French police have asked the public to avoid revealing the location of road controls set up across the country as part of the state of emergency, introduced after the bombings and shootings in Paris.
In its Twitter appeal, the National Gendarmerie wrote: “#StateofEmergency Controls are taking place all over France. Do not signal the location of police forces.”
An accompanying graphic headed #ParisAttacks said that by giving the position of police forces by flashing headlights, alerts via GPS apps or social media “you may unintentionally help people we are looking for”.
#EtatdUrgence Des contrôles ont lieu partout en France. Ne signalez pas la position des forces de l'ordre #Attentats pic.twitter.com/YstLLtMkLD
— GendarmerieNationale (@Gendarmerie) November 18, 2015
Social media networks including Facebook and Twitter have been practically and psychologically helpful in the wake of the recent attacks. They were useful in appealing for blood donors and for friends and relatives to locate those at the scene of the bloodshed. There was also the hashtag PorteOuverte (open door), where Parisiens offered to put up those stuck in the French capital after the wave of attacks, and others for expressing much-needed solidarity with those caught up in the carnage.
The flipside has been the false rumours of further attacks that have sparked panic and raised fears that too much public information can, as the gendarmerie appeal suggests, help the terrorists.

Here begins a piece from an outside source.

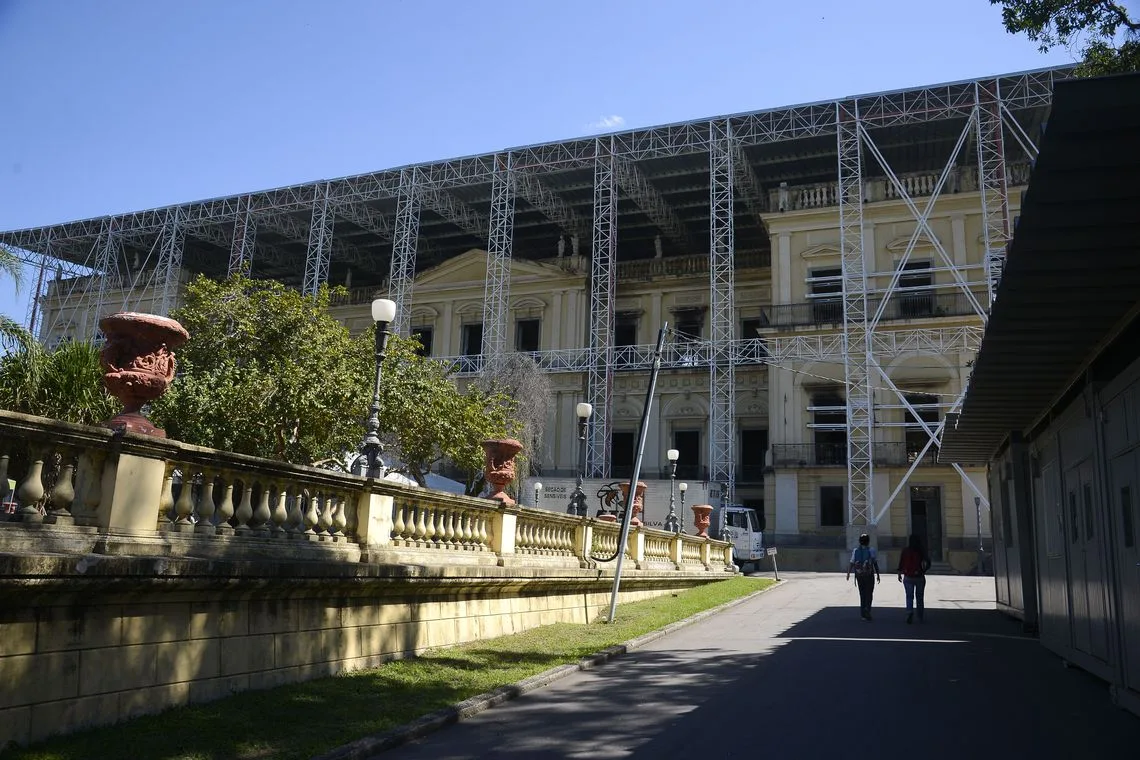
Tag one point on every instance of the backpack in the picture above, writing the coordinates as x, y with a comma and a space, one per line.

The French authorities have an uneasy relationship with new and traditional media. In the aftermath of the attacks, journalists and television cameras have been pushed farther and farther back from incidents, particularly when there is likely to be a police or military intervention.
Often this is presented as being for the safety of journalists and news crews, but the authorities, especially the police and rapid intervention units, learned a lesson from the hostage-taking at Hyper Cacher supermarket in January, where four people were killed by Amédy Coulibaly two days after the Charlie Hebdo attack, and where social media could have revealed information to the gunman.
As heavily armed police prepared to storm the store and release customers and staff being held by Coulibaly, television and radio stations, as well as bloggers and witnesses using Facebook and Twitter openly wrote of the imminent assault, knowing the gunman was using social media and had been in touch with journalists from at least one broadcaster.
The French TV station BFMTV is being sued after reporting at the height of the hostage situation at Hyper Cacher that several customers were hiding from the gunman in a storeroom. Those who escaped took legal action claiming journalists recklessly endangered their lives.